Validation and calibration of the prognostic Kidney Donor Risk Index (KDRI) scoring system of deceased donors for renal transplantation in The Netherlands


H. Peters-Sengers, M.B.A. Heemskerk, J.J. Homan van der Heide, S.P. Berger, F.J. Bemelman

Chair(s): dr. D.E. Braat & dr. N.C. van der Weerd

Thursday 9 march 2017

10:12 - 10:24h at Johan de Meesterzaal

Categories: Parallel - Klinisch

Parallel session: Parallelsessie XII – Klinisch 4 - Pretransplantatie en donatie


Background:
The prognostic Kidney Donor Risk Index (KDRI)—developed and internally validated (c-statistic 0.62) in the US—is a widely used tool to predict transplant outcome of a deceased donor kidney.

Methods:
We aimed to externally validate and calibrate the KDRI as proposed by Rao et al. (2009), containing 10 donor (KDRIdonor-only) and 4 transplant factors (KDRIoriginal), with stratification on recipient age. We used the Dutch Organ Transplantation Registry to include 3147 recipients (≥18y) from all Dutch centers, transplanted from 2002 to 2012 with a first brain-death or circulatory-death donor (≥18y) kidney, and followed them till September 2015.

Results:
The median Dutch KDRI was increased to 1.21 compared with reported by Rao et al. in 2009, and comparable with the year 2012 in US (median of 1.24).

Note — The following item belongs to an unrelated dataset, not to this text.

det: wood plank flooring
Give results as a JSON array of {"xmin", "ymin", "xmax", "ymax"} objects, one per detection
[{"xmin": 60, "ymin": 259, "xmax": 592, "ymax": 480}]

Kidneys in the highest KDRIoriginal quintile (1.45+) had an adjusted 5-year graft survival of 68.9%, whereas the lowest quintile (<0.79) showed survival rate of 84.7%. Discriminative ability (Harrell’s C) of the KDRIoriginal was 0.63 (95%CI 0.62-0.64), and slightly lower for the KDRIdonor-only 0.62 (95%CI 0.61-0.63). Worse KDRI donors (>1.45) show less discrimination in elderly (65+) recipients than younger recipients, suggesting that in the elderly population other risk factors than the KDRI contribute to graft loss. The calibration-slope of the KDRIoriginal was 0.98 (SE 0.13) and KDRIdonor-only was 0.97 (SE 0.14), both not significant from 1 (p=.850; p=.844, respectively), indicating that discrimination of the KDRI was almost identical in the Dutch cohort. A joint test of all KDRI factors in cox regression—including the KDRI as offset term—indicated overall evidence of lack of fit (χ2[13]=46.5, p<.001). We found misspecification of the following donor factors: hypertension (p=.064), length (p=.003), weight (p<.001), and cold ischemic time (p<.001). The following donor factors delivered no added value in terms of model fit to the KDRI: atherosclerosis, smoking, HLA-A mismatches, and inotropes prior to donation.

Conclusion:
The KDRI scoring system for deceased donors shows equivalent discrimination and accuracy as compared with the US. The C statistic is too low to consider the KDRI as a useful decision-making tool for the individual recipient. However, the KDRI could be used to assist allocation for longevity matching between cohorts of donors and recipients.